Please store your data set in the folder
workspace/03-18_sampling_an_ecological_network/. Later you can use the
03-18_sampling_an_ecological_network.Rmd script therein to produce
your report in html format. Once you are done, please download the whole
folder and upload it on OLAT.
Bonus
Join forces with other two students to compare the networks that you sampled in the different sites (i.e., forest edge, park, and hedges garden).
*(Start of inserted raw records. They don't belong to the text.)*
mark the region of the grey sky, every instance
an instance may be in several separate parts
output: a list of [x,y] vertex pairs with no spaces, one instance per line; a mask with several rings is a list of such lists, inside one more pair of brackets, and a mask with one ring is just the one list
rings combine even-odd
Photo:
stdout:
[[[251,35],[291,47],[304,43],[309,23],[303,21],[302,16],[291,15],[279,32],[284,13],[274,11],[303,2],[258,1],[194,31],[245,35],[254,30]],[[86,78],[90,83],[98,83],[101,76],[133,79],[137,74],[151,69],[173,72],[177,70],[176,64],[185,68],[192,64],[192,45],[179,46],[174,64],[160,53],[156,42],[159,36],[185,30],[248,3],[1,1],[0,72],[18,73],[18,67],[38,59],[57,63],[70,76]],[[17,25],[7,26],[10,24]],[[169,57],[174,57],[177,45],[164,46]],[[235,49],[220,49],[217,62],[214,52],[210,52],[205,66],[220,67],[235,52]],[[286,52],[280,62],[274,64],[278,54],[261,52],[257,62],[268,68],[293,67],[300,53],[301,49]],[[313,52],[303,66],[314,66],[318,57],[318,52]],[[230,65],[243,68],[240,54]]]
To do so, create a single .csv file. In your report, describe how you performed your sampling, including where, when (time and date) you sampled, the methods that you used to record the interactions (e.g., did you include all visitors regardless of whether they touched the anthers of the flower?). Describe each site (e.g., was there a dominant/most abundant plant species in each site?). Plot the networks and describe their differences (e.g., are the same species present in all sites? The species with most interactions in one site is also the one with most interactions in all other sites?). Did you perceive a relationship between flower abundance and the number of visitor species recorder for each species? Describe.
If you encounter technical troubles, please ask Sebastián or Fernando to help you.